Nada Ortodoxa, minissérie lançada pela Netflix em março deste ano, é uma coprodução germano-americana inspirada no livro autobiográfico de Deborah FeldmanUnorthodox: The Scandalous Rejection of My Hasidic Roots (2012). A minissérie narra a jornada de Esty Shapiro (Shira Haas), uma jovem nascida e criada na comunidade hassídica Satmar — uma das linhas ultra ortodoxas do judaísmo, estabelecida por judeus sobreviventes do Holocausto —, em Williamsburg, em Nova York, que foge para Berlim, deixando para trás seu casamento arranjado e, principalmente, as expectativas da tradição hassídica destinadas à ela.

A trama de Nada Ortodoxa transita entre o presente e o passado, para poder contar os motivos e as consequências da fuga de Esty. É assim que embarcamos na jornada de recomeço da protagonista e na “missão” de Yakov Shapiro (Amit Rahav), seu esposo, de encontrá-la. Tanto Esty quanto Yakov, que viaja para Berlim com Moishe Lefkovitch (Jeff Wilbusch), seu primo, encontram-se em um mundo novo e, querendo ou não, acabam descobrindo e vivendo situações inesperadas e de autoconhecimento.

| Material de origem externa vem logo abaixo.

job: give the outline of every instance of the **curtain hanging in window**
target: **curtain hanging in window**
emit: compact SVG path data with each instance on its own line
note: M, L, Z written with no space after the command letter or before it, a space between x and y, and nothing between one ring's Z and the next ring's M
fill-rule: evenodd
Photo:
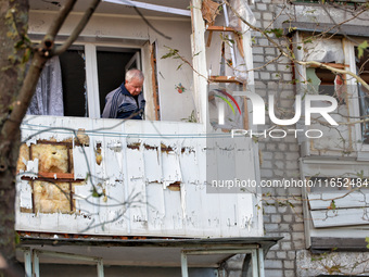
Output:
M53 56L46 63L27 114L64 115L62 72L59 56Z

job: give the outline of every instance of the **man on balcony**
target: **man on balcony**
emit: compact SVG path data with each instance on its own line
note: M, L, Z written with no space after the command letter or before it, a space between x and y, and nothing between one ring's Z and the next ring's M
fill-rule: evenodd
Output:
M126 80L105 98L103 118L142 119L145 101L142 93L143 74L139 70L129 70Z

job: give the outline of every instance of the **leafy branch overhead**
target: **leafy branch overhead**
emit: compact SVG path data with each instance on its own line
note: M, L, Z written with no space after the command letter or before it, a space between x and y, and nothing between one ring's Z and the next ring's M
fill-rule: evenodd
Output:
M192 70L193 72L195 72L199 76L202 76L203 78L205 78L205 79L207 80L207 77L205 77L204 75L202 75L201 73L199 73L199 72L193 67L193 65L192 65L184 56L182 56L182 55L179 54L179 50L178 50L178 49L173 49L173 48L167 47L167 46L164 46L164 47L165 47L166 49L168 49L168 52L167 52L166 54L162 55L161 59L164 60L164 59L169 59L169 58L171 58L171 59L181 60L182 62L178 65L177 71L178 71L180 67L182 67L183 64L188 64L188 65L191 67L191 70ZM196 55L199 55L199 54L200 54L200 52L199 52L199 53L195 53L193 56L196 56Z

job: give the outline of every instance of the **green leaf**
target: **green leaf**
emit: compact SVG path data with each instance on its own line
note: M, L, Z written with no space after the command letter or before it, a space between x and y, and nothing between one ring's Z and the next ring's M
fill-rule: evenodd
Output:
M362 43L357 46L358 58L361 59L364 55L364 50L368 48L368 41L365 40Z
M270 30L272 34L276 35L277 38L280 38L283 36L283 29L282 28L275 28Z

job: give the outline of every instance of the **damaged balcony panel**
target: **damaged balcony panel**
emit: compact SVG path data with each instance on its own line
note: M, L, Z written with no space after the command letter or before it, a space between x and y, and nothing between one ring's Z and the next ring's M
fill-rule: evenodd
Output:
M208 143L203 126L188 123L51 116L26 119L23 138L41 130L26 141L28 146L44 141L58 146L58 151L47 151L46 158L35 152L40 160L34 165L36 176L39 168L61 172L48 173L56 178L55 182L60 182L60 174L72 176L59 194L54 188L43 190L37 182L36 202L42 193L44 200L58 198L62 202L66 192L73 204L67 211L66 203L53 202L55 207L49 213L48 201L43 206L33 203L26 187L29 185L25 184L31 178L27 177L17 185L22 198L17 202L18 230L105 236L263 236L262 214L255 212L257 198L253 193L207 191L207 164L230 172L216 173L219 177L257 178L258 160L250 138ZM50 129L53 124L60 128ZM81 128L85 131L79 135L88 143L76 144L74 136ZM46 166L44 161L54 152L64 156L59 162L68 165ZM21 153L24 159L29 156L26 147ZM24 164L21 160L20 172L25 174L22 171L34 161ZM85 182L79 185L80 179Z

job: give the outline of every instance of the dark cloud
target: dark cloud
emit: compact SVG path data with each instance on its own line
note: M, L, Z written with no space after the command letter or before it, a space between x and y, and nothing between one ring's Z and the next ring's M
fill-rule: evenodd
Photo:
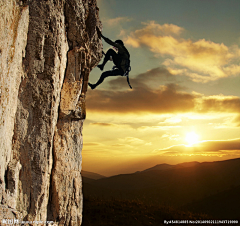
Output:
M164 67L153 68L131 78L130 81L132 90L125 89L128 87L125 77L111 80L109 90L99 88L90 90L87 95L87 109L116 113L240 111L239 97L223 95L205 97L197 93L188 93L187 88L177 84L176 76ZM167 84L163 85L165 83Z
M147 72L137 75L135 78L131 77L130 82L134 88L147 88L149 85L159 86L162 82L174 82L176 81L175 75L172 75L166 68L157 67ZM119 89L126 87L126 78L118 77L117 79L109 82L112 89Z

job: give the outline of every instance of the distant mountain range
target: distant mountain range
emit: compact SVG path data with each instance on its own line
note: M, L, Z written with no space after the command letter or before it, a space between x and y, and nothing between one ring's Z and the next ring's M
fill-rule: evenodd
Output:
M98 173L92 173L92 172L88 172L88 171L84 171L84 170L81 171L81 174L83 177L86 177L89 179L94 179L94 180L105 178L105 176L102 176Z
M133 174L104 177L82 172L84 196L141 200L240 219L240 158L160 164ZM225 212L223 209L228 208Z

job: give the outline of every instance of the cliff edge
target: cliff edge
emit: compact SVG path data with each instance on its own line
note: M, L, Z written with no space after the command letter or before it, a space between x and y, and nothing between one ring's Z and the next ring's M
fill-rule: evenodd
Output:
M96 0L0 2L0 219L81 225L98 11Z

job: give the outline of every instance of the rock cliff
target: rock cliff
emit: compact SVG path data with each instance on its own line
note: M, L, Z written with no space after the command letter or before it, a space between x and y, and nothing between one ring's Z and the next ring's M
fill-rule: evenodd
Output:
M0 7L0 219L80 225L85 96L102 57L96 0Z

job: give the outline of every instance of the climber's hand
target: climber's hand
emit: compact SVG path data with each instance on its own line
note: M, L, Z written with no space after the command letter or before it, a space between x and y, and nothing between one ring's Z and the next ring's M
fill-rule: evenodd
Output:
M96 27L96 30L97 30L98 38L101 39L101 37L102 37L101 31L99 30L98 27Z

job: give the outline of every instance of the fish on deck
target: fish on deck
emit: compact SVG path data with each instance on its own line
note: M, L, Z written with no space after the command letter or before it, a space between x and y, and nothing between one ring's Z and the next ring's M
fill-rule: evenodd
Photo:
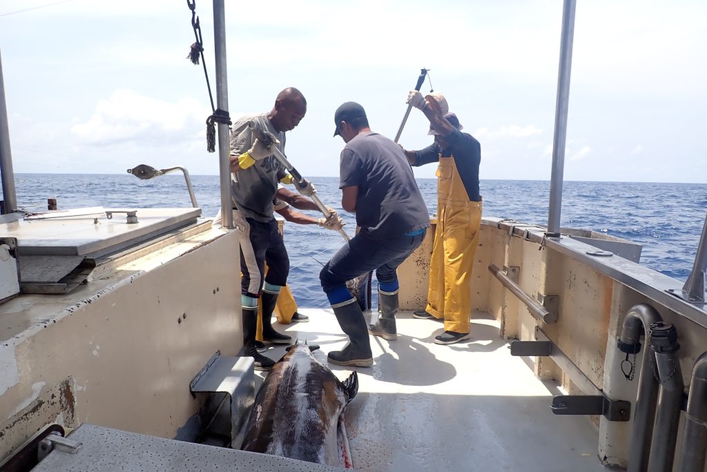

Apesar da narrativa poder soar clichê e como algo “já visto”, a trama se destaca pela sensibilidade e por apresentar ao telespectador a cultura das comunidades judaicas ultraortodoxas e questões relacionadas a memória dos espaços e das marcas dos acontecimentos históricos nos grupos sociais.

Nada Ortodoxa

Nos dias de hoje, é impossível assistir uma produção audiovisual que trate dessa temática sem traçar um paralelo com a própria realidade: a derrubada de estátuas, como a do traficante de escravos Edward Colston, em Bristol, na Inglaterra, e a decapitação da estátua de Cristóvão Colombo, um explorador do Novo Mundo, em Boston, nos Estados Unidos, em manifestações antirracistas deflagradas após o assassinato de George Floyd. O caso de Floyd soma-se aos inúmeros casos de violência policial contra a população negra nos Estados Unidos (e no mundo): George Floyd é morto por asfixia, por Derek Chauvin, um policial branco, enquanto falava “I can’t breathe”, “eu não consigo respirar”.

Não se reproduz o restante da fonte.